Zi Jin tenta de justifier son premier baiser manqué en inventant diverses excuses
: heureusement qu’elle avait sauvé cet idiot
; s’il lui était arrivé quelque chose, qui sait combien de personnes sur ce navire auraient péri. Même si elle avait perdu son premier baiser, elle avait accompli un acte héroïque.
Zi Jin se changea, et le bateau avait déjà accosté. Après cet incident, l'empereur Xuanlong perdit tout intérêt pour le paysage nocturne, et chacun se hâta de faire ses bagages pour regagner le palais.
Jun Lin, encore affaibli par son long séjour dans l'eau, était allongé sur le canapé moelleux. Lorsque le canapé passa devant Zi Jin, Jun Lin fit signe à tout le monde de s'arrêter et salua Zi Jin d'un geste de la main.
L'eunuque personnel de Jun Lin, Xiao Wu, accourut aussitôt pour inviter Zi Jin.
Zi Jin se dit : « Cet idiot essaierait-il de se repentir et de changer ? Si c'était le cas, elle lui pardonnerait à contrecœur son ignorance passée. »
Zi Jin venait de se lever à côté de Jun Lin lorsque Jun Lin s'est redressé faiblement.
Zi Jin voulait aller l'aider à s'allonger, car s'excuser ainsi serait tout aussi bien. Avant même qu'elle n'ait pu y arriver, elle entendit une forte gifle et en reçut une en plein visage.

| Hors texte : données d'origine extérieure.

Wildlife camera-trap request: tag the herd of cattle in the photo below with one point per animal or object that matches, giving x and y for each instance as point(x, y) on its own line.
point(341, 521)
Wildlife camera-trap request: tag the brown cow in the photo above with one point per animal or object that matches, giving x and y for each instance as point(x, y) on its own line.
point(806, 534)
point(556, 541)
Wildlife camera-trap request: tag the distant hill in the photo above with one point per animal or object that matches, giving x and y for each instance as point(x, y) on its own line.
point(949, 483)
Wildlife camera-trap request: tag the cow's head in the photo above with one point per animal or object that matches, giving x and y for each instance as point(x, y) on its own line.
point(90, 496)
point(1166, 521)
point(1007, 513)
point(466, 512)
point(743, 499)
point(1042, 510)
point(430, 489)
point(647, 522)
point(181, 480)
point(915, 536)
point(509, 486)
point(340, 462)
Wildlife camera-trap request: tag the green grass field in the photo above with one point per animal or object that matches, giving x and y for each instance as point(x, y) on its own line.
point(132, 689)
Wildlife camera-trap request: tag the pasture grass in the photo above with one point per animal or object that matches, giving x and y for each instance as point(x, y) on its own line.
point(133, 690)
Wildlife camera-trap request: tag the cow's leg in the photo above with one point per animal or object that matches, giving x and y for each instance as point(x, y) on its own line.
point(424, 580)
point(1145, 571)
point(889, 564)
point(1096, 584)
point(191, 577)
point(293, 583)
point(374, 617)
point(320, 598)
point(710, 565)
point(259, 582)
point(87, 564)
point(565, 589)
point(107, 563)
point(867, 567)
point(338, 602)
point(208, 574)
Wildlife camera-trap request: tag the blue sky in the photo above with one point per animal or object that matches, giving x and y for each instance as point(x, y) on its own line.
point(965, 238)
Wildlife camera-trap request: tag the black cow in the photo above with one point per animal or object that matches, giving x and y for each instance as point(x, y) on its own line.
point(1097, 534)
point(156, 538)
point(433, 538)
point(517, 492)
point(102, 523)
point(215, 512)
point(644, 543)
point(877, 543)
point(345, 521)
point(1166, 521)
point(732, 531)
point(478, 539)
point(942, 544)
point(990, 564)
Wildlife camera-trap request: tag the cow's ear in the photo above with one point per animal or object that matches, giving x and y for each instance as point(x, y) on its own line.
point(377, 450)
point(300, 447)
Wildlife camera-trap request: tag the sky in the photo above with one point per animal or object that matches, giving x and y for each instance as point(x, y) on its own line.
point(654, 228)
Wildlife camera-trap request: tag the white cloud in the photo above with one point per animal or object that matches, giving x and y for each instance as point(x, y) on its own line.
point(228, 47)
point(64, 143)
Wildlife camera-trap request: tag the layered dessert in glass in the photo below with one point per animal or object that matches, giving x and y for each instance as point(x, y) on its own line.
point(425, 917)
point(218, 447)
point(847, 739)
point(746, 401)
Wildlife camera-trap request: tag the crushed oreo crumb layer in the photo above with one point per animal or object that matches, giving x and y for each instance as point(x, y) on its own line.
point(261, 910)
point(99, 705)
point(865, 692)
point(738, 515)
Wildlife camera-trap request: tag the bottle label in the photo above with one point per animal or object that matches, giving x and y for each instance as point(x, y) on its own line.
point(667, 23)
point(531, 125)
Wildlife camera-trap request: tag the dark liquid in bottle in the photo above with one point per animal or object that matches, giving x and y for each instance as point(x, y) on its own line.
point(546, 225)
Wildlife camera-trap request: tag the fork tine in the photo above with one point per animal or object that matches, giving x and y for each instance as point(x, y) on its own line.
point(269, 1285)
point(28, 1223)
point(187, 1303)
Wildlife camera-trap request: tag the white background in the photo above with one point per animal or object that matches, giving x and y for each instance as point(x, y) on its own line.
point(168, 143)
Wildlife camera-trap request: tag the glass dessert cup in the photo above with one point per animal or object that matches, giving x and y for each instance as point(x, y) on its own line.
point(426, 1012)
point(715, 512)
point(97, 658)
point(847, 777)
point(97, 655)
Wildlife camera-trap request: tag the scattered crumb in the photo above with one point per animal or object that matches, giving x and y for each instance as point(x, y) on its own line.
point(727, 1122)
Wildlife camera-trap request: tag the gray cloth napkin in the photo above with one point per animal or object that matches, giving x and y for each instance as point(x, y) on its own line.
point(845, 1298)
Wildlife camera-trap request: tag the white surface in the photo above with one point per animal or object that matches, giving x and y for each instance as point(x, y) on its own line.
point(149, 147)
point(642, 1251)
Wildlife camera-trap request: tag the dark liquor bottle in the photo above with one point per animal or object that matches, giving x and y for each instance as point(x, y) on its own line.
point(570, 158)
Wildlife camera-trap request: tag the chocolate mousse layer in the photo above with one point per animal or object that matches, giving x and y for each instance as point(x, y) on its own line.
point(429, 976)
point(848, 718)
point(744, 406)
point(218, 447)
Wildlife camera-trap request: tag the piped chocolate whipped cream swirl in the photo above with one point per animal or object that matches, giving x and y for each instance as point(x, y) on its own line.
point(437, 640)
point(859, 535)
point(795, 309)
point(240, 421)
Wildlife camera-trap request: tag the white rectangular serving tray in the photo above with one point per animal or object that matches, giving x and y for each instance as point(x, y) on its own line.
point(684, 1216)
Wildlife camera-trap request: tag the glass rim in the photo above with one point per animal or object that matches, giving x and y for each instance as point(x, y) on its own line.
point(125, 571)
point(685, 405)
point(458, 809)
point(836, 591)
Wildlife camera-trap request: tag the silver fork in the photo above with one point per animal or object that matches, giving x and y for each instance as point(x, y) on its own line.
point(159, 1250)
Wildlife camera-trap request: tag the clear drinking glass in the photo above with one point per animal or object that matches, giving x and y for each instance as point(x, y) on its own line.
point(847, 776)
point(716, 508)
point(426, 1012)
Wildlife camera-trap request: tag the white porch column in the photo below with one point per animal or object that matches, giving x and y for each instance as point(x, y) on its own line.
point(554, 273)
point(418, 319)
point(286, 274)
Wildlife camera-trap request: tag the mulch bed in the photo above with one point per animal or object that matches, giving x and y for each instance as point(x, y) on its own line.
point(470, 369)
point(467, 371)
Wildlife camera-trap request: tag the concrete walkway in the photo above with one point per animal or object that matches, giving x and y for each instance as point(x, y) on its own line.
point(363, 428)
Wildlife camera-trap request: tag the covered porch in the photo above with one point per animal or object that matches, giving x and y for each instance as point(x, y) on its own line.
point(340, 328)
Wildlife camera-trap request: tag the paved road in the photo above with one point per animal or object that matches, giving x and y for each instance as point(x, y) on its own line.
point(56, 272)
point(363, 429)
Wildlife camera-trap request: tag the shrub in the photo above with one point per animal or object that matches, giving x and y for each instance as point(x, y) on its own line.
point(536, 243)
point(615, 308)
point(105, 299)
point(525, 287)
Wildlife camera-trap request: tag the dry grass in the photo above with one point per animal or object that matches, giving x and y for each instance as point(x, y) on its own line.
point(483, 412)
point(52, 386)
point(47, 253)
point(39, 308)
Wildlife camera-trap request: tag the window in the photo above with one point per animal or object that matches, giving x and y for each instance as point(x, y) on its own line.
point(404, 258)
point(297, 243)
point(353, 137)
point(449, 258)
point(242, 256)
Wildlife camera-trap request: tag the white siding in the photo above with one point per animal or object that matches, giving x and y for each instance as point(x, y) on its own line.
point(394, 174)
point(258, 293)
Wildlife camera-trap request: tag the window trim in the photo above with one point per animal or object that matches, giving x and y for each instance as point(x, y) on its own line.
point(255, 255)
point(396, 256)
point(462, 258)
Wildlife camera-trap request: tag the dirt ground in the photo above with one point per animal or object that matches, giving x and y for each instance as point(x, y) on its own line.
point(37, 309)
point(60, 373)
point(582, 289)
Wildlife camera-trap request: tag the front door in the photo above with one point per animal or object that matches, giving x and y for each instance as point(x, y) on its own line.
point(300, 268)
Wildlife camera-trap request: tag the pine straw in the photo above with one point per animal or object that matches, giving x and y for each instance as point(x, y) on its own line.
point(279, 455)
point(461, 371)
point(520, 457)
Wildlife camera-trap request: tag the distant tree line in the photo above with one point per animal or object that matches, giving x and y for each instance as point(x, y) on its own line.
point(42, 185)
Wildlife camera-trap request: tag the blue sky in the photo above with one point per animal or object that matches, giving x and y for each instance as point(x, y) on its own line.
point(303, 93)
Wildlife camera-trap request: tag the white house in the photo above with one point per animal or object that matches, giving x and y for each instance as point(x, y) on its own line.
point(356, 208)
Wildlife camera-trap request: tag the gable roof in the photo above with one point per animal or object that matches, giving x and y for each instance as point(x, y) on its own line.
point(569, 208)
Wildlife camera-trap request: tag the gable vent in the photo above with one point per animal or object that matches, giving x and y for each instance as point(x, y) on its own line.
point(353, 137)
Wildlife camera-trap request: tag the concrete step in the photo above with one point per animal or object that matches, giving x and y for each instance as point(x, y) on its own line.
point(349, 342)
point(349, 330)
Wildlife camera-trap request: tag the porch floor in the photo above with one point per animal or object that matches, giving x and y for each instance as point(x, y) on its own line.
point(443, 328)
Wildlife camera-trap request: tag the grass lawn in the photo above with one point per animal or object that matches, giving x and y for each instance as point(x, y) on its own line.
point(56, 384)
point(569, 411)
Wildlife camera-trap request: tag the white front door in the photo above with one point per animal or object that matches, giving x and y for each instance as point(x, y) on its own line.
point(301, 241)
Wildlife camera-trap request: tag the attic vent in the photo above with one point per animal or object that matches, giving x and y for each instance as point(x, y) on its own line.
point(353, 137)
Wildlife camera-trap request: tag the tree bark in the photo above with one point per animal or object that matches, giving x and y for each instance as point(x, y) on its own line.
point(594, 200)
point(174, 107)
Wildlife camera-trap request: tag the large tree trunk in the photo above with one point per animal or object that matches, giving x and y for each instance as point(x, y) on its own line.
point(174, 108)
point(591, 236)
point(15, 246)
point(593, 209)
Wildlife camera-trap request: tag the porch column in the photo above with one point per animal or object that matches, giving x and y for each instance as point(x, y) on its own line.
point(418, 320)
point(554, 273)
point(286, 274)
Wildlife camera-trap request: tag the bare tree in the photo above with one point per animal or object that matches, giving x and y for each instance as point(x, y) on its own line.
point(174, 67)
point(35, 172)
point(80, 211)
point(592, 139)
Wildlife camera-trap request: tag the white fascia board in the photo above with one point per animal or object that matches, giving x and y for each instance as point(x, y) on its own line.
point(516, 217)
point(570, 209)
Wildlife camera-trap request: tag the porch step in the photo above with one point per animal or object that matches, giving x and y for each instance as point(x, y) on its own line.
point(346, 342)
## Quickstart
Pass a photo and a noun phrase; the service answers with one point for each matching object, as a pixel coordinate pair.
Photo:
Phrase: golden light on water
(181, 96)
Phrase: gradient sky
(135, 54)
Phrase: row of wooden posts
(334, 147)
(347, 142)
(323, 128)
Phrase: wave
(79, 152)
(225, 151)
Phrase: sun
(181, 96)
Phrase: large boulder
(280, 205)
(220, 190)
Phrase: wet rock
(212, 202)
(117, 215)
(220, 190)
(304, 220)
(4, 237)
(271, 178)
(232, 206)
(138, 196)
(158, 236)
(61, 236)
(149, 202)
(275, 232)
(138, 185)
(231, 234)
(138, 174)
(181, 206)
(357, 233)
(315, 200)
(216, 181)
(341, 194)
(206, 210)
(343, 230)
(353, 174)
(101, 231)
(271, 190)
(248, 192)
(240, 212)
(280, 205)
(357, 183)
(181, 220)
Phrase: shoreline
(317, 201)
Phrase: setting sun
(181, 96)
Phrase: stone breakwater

« En tant que prince héritier, vous faites fi de ma sécurité et vous sauvez d'abord les autres dans cette situation périlleuse ! » s'exclama Jun Lin, le visage rouge et haletant, allongé sur le dos.
Zi Jin se couvrit le visage blessé, fixant Jun Lin avec des yeux écarquillés d'incrédulité. Lorsqu'elle reprit ses esprits, elle rugit intérieurement : Je, baise, tes, ancêtres, dix-huit, générations !
À cette vue, Jun Chi fut surprise, et une expression de chagrin apparut sur son visage délicat.